We can change the system, and many teachers wish to do so, but they are shackled by administrators and unions that are not supportive unless it makes them money. Flush out the new stuff and get back to the old basics. Make kids great and get parents back in the school to raise them along with teachers.
More right wing distraction and lies while Rome burns.
Well, get some buckets of water and go save Rome, RINO.
The rest of us are busy saving the soul of America.
If you aren’t going to help, then just stay the heck out of the way.
Thank you Ben Carpenter & Donna – YOU’RE SPOT ON!
Here’s an amendment for HB 69 for the legislators to consider:
Since we’re throwing billions more into education, let’s make sure every Alaskan student gets a chance to learn about our state government. I propose that we require school districts to offer a class on the State Government and Legislature. And of course, each student should get to attend a mandatory week-long training session in Juneau to learn exactly how to access government resources. Naturally, this would be at no cost to the student, with round-trip tickets from anywhere in Alaska and a generous $300 per day per diem—just like the legislators get when they’re in Juneau doing, well, whatever they do.
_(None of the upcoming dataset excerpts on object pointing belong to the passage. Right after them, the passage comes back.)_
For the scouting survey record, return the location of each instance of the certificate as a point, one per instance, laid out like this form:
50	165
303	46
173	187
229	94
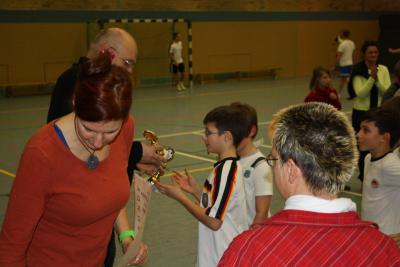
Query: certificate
142	190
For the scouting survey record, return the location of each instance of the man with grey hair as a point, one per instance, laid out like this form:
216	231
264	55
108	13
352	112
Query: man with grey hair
313	155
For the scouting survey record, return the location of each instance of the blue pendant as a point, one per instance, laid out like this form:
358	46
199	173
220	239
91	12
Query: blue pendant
92	162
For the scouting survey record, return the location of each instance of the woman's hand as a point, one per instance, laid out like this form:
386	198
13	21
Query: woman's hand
141	256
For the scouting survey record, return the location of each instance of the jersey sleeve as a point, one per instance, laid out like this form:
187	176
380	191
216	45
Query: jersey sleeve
263	180
26	205
392	172
224	184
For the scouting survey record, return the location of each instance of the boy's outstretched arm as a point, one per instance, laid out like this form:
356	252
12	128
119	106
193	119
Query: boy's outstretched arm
187	182
174	191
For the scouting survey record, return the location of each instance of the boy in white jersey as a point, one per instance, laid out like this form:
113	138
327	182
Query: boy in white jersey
257	173
381	187
178	66
220	204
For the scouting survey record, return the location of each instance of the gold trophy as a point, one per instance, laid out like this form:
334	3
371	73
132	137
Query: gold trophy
167	153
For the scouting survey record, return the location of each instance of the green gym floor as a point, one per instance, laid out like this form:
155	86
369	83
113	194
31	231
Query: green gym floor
176	117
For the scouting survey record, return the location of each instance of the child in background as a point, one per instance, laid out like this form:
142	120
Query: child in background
321	89
220	205
257	173
378	134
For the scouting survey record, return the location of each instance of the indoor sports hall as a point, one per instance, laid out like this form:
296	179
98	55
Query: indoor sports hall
257	52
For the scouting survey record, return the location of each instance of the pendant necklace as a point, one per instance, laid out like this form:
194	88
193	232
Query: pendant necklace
93	161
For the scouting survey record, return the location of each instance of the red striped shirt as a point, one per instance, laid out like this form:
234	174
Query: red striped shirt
302	238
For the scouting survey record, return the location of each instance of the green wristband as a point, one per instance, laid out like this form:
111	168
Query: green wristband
125	234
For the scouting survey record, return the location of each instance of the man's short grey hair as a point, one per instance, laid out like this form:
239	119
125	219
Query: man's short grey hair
108	37
321	142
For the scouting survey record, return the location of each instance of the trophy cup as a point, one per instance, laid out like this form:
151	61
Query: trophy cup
167	153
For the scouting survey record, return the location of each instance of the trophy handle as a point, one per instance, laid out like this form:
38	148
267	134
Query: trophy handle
150	136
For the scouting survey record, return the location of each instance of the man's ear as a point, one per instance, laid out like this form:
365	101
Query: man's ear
228	136
293	171
386	137
253	131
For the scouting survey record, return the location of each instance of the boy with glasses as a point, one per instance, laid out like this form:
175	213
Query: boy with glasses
379	135
257	173
220	205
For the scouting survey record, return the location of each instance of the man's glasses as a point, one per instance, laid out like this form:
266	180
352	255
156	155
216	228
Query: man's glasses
270	160
207	132
129	63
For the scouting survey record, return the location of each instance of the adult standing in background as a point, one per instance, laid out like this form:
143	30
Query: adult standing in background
369	81
178	66
344	58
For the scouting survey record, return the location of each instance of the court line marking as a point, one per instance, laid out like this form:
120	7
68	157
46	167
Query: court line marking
8	111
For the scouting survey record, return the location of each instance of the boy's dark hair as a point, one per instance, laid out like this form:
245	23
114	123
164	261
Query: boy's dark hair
367	44
247	116
387	121
226	119
346	33
396	70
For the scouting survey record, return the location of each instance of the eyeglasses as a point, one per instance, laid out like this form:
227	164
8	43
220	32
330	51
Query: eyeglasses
129	63
270	160
207	133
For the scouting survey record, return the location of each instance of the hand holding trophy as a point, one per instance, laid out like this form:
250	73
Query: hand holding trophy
167	153
143	191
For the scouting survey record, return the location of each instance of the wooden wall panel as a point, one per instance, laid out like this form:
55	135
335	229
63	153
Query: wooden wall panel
205	5
35	53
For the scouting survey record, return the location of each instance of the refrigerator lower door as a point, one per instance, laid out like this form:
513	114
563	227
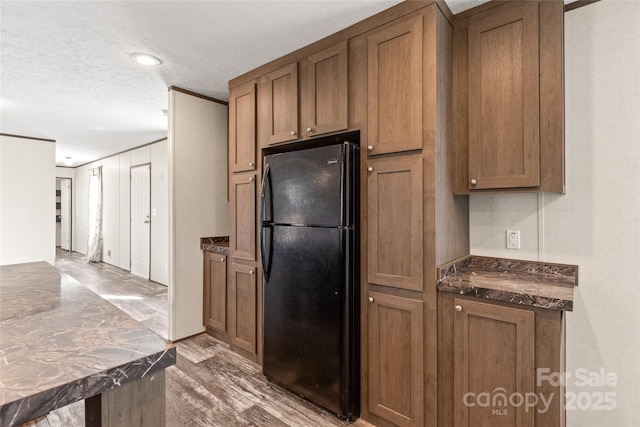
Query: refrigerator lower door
308	334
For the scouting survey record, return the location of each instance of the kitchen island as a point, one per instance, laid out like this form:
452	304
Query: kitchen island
61	343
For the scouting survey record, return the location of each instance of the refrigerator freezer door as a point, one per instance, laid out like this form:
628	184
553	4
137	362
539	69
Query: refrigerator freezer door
307	186
307	348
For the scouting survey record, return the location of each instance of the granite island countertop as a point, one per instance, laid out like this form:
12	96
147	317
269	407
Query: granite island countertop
60	343
528	283
218	245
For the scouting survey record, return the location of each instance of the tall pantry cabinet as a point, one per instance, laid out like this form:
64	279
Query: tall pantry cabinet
388	77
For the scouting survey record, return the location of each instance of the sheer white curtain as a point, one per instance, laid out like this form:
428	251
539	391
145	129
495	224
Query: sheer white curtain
94	243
And we could even hold this training in the State Office buildings, which, shockingly, are mostly empty because so many state workers are working remotely now. If we really want to enrich Alaska (and, you know, actually educate our kids), this could be a great way to do it. The cost would be around $2,500 per student—definitely a small price to pay considering the capital is stuck in Juneau, making it harder for most communities to engage with their government.
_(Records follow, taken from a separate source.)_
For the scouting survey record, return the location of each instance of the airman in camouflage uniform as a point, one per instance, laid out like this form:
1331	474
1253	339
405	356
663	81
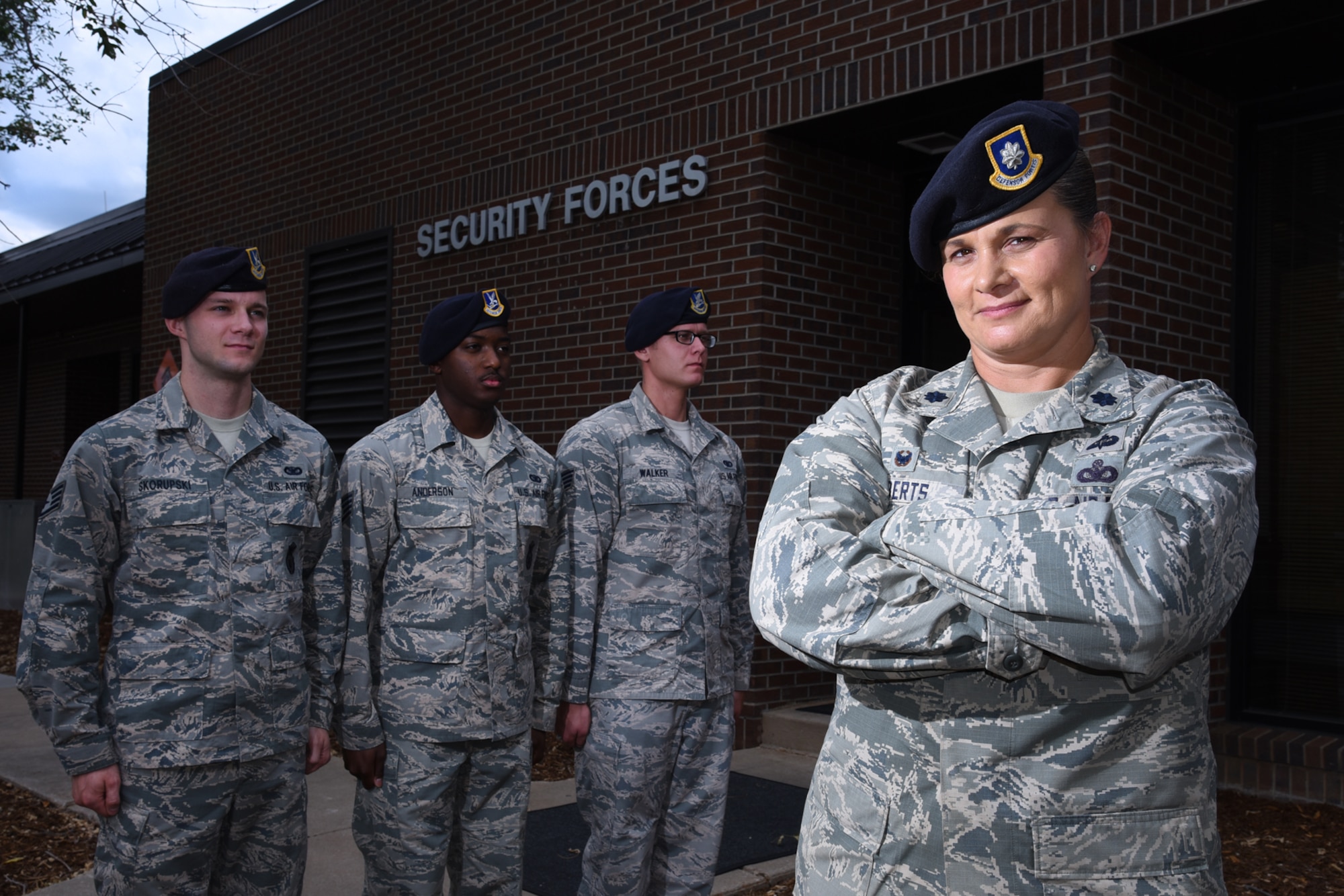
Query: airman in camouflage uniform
192	741
1019	609
654	576
446	535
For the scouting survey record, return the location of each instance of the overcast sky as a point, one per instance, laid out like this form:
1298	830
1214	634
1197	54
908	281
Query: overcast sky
104	167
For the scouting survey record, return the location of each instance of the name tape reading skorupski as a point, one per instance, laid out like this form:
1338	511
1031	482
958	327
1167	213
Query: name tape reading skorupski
618	194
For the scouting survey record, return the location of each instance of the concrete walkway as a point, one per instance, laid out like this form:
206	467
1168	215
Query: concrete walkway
335	867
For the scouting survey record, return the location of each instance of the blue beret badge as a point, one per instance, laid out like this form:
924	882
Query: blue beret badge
1014	163
494	304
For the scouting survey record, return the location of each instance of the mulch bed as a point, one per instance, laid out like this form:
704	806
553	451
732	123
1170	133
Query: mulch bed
41	844
1271	848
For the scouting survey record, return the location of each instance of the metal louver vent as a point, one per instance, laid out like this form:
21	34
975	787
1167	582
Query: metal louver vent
347	337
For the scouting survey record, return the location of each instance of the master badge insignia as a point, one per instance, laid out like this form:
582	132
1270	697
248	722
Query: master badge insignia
1011	158
494	304
700	304
259	271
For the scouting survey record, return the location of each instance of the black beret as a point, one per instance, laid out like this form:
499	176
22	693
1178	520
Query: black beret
1013	156
658	314
213	271
452	320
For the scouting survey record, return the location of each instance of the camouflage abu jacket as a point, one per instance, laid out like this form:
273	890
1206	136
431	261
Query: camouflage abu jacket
208	561
443	561
1021	624
655	565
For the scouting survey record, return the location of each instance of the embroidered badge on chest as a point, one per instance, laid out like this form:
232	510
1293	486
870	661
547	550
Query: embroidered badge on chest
1092	471
904	460
1109	443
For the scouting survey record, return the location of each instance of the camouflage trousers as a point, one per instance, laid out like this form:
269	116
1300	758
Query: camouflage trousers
456	808
653	785
225	828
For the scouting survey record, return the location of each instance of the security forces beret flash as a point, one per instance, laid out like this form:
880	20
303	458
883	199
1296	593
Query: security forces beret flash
452	320
1013	156
655	315
222	269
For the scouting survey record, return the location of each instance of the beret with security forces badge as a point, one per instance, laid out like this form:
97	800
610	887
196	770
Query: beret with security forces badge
657	314
222	269
456	318
1009	159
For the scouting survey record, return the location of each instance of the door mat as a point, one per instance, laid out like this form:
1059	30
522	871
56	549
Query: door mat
761	823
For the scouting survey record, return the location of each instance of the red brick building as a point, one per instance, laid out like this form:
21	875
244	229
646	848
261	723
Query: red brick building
384	156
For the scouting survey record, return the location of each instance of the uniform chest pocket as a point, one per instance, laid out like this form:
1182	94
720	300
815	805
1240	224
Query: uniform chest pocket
163	510
532	514
411	644
169	533
447	514
1080	854
653	521
296	512
162	690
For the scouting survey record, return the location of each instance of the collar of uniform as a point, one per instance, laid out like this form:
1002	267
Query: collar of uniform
1101	392
943	393
651	421
439	429
177	414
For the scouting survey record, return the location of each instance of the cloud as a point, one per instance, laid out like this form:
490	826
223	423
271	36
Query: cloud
104	167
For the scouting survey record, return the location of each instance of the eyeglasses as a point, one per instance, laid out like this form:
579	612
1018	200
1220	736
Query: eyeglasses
689	338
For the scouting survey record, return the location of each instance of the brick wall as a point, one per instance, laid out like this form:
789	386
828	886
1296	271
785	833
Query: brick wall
353	118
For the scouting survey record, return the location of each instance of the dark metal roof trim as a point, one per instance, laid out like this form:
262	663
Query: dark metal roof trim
237	38
92	248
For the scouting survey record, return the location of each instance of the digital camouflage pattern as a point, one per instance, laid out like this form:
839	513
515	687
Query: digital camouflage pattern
443	561
650	765
208	561
226	830
1021	624
655	568
471	795
653	582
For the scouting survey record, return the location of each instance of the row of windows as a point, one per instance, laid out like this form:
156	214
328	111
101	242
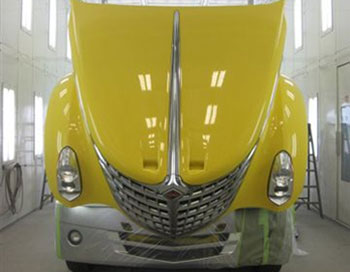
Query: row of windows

And while we’re all busy talking about “No child left behind” and patting ourselves on the back with jargon, let’s not forget that the real action is happening in Juneau, where lawmakers are being wined and dined by the NEA to push their agenda. The kids? Well, they’re just pawns in the game, and that Defined Benefits bill everyone’s whispering about? Yeah, that’s what’s really going on here. Let’s not kid ourselves.